Théorie de la disparition de Séverine Chevalier
Publié aux éditions La Manufacture de Livres
Résumé :
Mylène se considère lucidement comme l’intendante de son mari Mallaury. Une vie simple et banale dans laquelle elle s’occupe de son foyer avec une grande minutie, prolongement du travail consciencieux exercé au service municipal de la ville de Saint-Étienne, quand elle vérifiait les habitations afin de prévenir tout risque de destruction. Mylène veille à ce que Mallaury ne manque de rien, surtout depuis que ses romans connaissent le succès. L’accompagnant dans tous ses déplacements, elle traque le moindre défaut, lisse le moindre pli. Mais un soir, lors d’un dîner entre écrivains, Mylène fait une rencontre qui l’amène à agir étrangement : elle se laisse disparaître. En échappant à son mari pour la première fois, elle se confronte au passé et sort de son silence. La femme de l’écrivain commence à écrire.
À propos de l'autrice :
Séverine Chevalier est née en 1973 et se consacre à l’écriture à partir de 2008. Son premier roman, Recluses, est publié aux éditions Écorces en 2011. Ses romans suivants, Clouer l’Ouest (2014), Les Mauvaises (2018) et Jeannette et le crocodile (2022), seront publiés à La Manufacture de livres.
Mon Avis :
Lorsque j'ai vu ce livre la première fois, c'est le titre qui m'a tout de suite interpellée.

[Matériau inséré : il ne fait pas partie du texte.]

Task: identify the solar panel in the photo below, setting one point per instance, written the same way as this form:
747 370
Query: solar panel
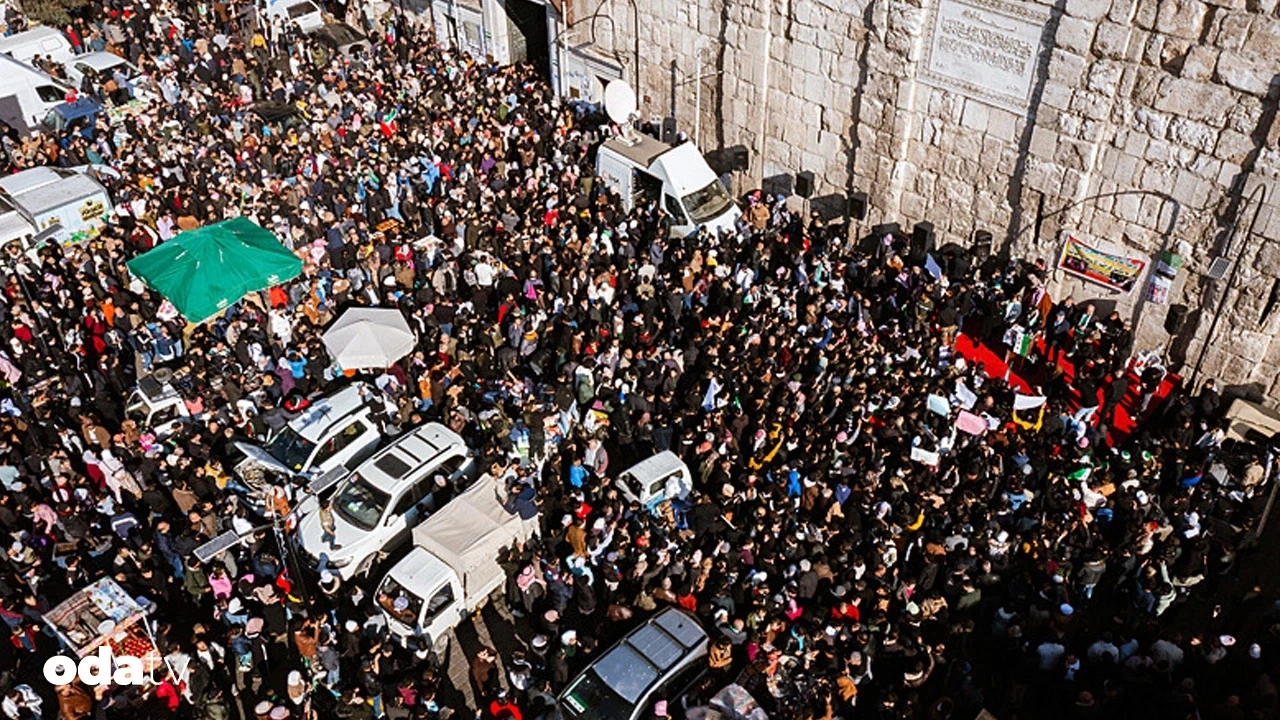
214 547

La théorie de la disparition, vaste sujet. J'avais donc envie d'en savoir plus, le résumé m'a un peu renseignée, mais il a surtout titillé ma curiosité. J'avais en plus, envie de découvrir une nouvelle autrice, je ne connaissais pas encore Séverine Chevalier, donc tout était réuni pour lire ce roman.
Ce livre, c'est l'histoire d'une femme, Mylène. Elle est mariée à Mallaury, il est écrivain. Mylène est ce genre de femme totalement invisible, qu'on ne voit pas, et qui, pourtant, est indispensable à son mari. C'est la femme de l'ombre, celle qui s'occupe de tout et dont on n'entend jamais parler. Elle se définit elle-même comme son intendante, elle s'occupe de son foyer, et de tout ce qui fait que son mari n'ait qu'à penser à écrire, surtout que ses derniers romans ont du succès. Mais lors d'un diner entre écrivains, Mylène va faire une rencontre qui va bouleverser sa vie et la révéler à elle-même. Cette rencontre, c'est un homme, ce sont des lèvres qui esquissent un baiser, c'est tout en pudeur, tout en discrétion. On n'en saura pas plus sur l'identité de ces personnes, juste que cela va tout changer pour Mylène. Son mari se rend ensuite dans une résidence d'écrivains en Normandie, Mylène est avec lui, bien évidemment. Et c'est là, qu'elle va décider de disparaitre, pour mieux se révéler, et elle le fait en écrivant à son tour.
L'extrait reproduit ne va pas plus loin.